El Desafío Nocturno del Felino.

El gato dormía con mi esposa. Se acurrucaba contra su espalda y me empujaba a patadas. Por las mañanas, me miraba con descaro y burla. Yo protestaba, claro, pero no servía de nada. Era el consentido de la casa. Su “bomboncito” y su “cielito”. Mi esposa reía, lo encontraba adorable. Yo… no tanto.
Para ese “bomboncito”, freíamos pescaditos especialmente seleccionados. Luego le quitábamos con cuidado cada espina, y la piel crujiente se colocaba con esmero junto a los trozos tiernos y humeantes en su platito.

El minino me observaba con una expresión burlona que parecía decir:
“El fracasado aquí eres tú; el amo y señor, soy yo.”
A mí me tocaban las sobras — esas que el descarado despreciaba. Y lo hacía con intención. Se ensañaba conmigo. Yo, por mi parte, contraatacaba como podía: lo apartaba del plato, lo bajaba del sofá. Era una guerra sin tregua.
A veces encontraba “regalitos” en mis zapatos. Mi esposa, entre risas, decía:
— No lo provoques… te lo tienes bien merecido.

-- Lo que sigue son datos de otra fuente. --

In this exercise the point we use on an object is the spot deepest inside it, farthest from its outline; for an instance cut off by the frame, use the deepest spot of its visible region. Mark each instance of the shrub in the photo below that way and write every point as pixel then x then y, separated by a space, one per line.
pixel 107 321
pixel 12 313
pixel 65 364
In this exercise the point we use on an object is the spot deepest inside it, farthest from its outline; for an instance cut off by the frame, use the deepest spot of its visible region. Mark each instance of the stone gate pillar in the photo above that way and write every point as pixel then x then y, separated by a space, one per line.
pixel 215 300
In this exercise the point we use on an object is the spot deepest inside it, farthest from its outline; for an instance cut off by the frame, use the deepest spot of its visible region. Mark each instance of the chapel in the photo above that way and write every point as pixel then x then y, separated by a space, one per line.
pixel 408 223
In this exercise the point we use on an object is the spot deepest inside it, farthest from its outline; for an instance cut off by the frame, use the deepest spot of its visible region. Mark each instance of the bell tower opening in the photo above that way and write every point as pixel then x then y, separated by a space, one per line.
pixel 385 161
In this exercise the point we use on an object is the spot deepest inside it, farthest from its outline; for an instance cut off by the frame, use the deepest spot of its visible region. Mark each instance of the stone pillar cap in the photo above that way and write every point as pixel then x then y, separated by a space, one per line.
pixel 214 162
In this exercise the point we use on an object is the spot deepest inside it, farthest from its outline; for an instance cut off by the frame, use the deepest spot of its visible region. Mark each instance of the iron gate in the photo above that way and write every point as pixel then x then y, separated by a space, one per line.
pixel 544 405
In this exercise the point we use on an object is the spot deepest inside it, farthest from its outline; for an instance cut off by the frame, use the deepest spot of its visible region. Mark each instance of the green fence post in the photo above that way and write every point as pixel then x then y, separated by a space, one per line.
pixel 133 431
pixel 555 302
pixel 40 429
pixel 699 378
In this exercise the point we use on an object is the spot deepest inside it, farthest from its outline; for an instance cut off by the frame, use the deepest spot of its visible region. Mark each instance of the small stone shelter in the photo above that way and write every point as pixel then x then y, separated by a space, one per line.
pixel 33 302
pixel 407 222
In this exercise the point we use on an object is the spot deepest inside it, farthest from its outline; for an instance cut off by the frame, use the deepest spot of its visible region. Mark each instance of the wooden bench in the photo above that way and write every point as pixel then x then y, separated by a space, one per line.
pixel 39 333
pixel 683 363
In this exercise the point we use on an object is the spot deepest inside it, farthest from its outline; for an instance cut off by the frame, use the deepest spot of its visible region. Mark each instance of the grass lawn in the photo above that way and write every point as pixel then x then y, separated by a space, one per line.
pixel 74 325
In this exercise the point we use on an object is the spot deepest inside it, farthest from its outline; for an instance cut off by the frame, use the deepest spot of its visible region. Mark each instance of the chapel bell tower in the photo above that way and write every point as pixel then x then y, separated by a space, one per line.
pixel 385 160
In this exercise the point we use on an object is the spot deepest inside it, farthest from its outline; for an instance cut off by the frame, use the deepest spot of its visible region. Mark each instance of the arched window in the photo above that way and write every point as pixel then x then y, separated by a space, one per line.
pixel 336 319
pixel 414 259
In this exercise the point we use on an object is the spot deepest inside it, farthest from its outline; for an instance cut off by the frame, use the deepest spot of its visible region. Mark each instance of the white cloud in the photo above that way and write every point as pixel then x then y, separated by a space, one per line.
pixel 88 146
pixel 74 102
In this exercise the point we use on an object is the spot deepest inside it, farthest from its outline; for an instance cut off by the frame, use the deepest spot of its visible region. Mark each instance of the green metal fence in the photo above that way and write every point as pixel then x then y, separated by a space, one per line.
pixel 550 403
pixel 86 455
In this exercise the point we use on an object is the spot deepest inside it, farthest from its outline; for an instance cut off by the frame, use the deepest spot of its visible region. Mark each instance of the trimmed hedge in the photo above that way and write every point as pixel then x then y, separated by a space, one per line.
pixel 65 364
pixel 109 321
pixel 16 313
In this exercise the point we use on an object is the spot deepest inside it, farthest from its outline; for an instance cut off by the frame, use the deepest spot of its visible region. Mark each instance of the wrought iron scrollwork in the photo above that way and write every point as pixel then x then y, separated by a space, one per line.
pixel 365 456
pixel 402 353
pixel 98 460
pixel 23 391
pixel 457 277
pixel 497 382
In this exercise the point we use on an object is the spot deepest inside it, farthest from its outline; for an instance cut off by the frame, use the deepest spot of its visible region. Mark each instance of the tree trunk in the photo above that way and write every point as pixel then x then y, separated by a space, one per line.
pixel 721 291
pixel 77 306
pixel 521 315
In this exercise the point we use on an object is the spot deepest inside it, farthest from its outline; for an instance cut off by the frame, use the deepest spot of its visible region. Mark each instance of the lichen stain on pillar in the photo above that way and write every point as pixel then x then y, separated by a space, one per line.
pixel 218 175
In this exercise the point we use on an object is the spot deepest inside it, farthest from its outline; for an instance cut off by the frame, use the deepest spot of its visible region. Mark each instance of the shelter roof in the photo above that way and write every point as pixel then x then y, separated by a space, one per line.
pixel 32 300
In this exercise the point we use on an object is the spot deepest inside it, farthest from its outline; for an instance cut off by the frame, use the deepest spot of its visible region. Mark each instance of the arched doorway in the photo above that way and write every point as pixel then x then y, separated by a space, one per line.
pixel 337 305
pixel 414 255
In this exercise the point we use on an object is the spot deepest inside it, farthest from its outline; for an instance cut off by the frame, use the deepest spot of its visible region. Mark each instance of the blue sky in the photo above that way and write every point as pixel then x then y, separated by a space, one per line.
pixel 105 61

Y acariciaba a su “tesorito”. El gato me miraba como un emperador. Yo suspiraba. ¿Qué podía hacer? Mi esposa era única, y por ella, aguantaba lo que fuera.
Pero esa mañana…
Mientras me preparaba para ir al trabajo, un grito desgarrador resonó en el pasillo. Corrí y vi seis kilos de pelo erizado, garras y furia lanzándose contra mi esposa como un toro en plena embestida.
Al verme, la fiera saltó directo a mi pecho, derribándome al suelo. Agarré una silla como escudo, arrastré a mi esposa hasta el dormitorio y cerramos la puerta de un portazo. El gato se estrelló contra la pata de la silla y soltó un maullido lastimero.
Pero no se rindió. Siguió atacando hasta que conseguimos encerrarnos. Escuchábamos sus bufidos mientras desinfectábamos los arañazos con alcohol y yodo.
Mi esposa llamó al trabajo:
— El gato se volvió loco. Vamos al hospital.
Yo repetí la misma historia a mi jefe. Entonces…
Una explosión sacudió el edificio.
Los cristales de la cocina estallaron; el espejo del baño se resquebrajó. El teléfono se me cayó de las manos. Silencio total. Olvidando al gato, corrimos a la cocina y miramos por la ventana.
Frente al edificio, un cráter humeante. Restos de una furgoneta de gas volcada estaban esparcidos por todas partes. Coches destrozados giraban sus ruedas en el aire, como tortugas boca arriba. A lo lejos, sonaban sirenas.
Atónitos, miramos al gato. Acurrucado en una esquina, sostenía su patita delantera rota y maullaba bajito.
Mi esposa lo abrazó contra su pecho. Tomé las llaves del coche y bajamos los siete pisos a toda prisa. Nuestro vehículo, estacionado detrás del edificio, nos llevó volando al veterinario. Yo tenía un nudo en el estómago.
Una hora después, mi esposa salía de la clínica con nuestro “tesoro” en brazos. Él, con la pata vendada, recibía mimos de todos los dueños de mascotas que esperaban allí. Al enterarse de lo ocurrido, todos se acercaron a acariciarlo como si fuese un héroe.
En casa, mi esposa le preparó su pescado favorito — sin espinas, con la piel crujiente en su platito. Para mí, como siempre, las sobras.
El gato, cojeando, se acercó a su comida. Intentó mirarme con desprecio, pero solo consiguió una mueca de dolor.
Dejé mi ración en su plato, limpia, sin espinas.
El animal me miró, sorprendido. Levantó su pata lesionada y maulló con timidez.
Lo tomé en brazos y susurré:
— Tal vez sí sea un perdedor. Pero con una mujer como tú y un gato como él, soy el hombre más afortunado del mundo.
Lo besé en el hocico. Él ronroneó y frotó su cabeza contra mi mejilla.
Al dejarlo en el suelo, empezó a comer con dificultad. Mi esposa y yo, abrazados, sonreímos al verlo.
Desde entonces, el gato duerme a mi lado. Me observa fijamente cada noche, y yo solo le pido a Dios una cosa: que me regale años para seguir teniéndolos cerca.
Nada más importa.
Palabra de honor.
Porque eso, precisamente, es la verdadera felicidad.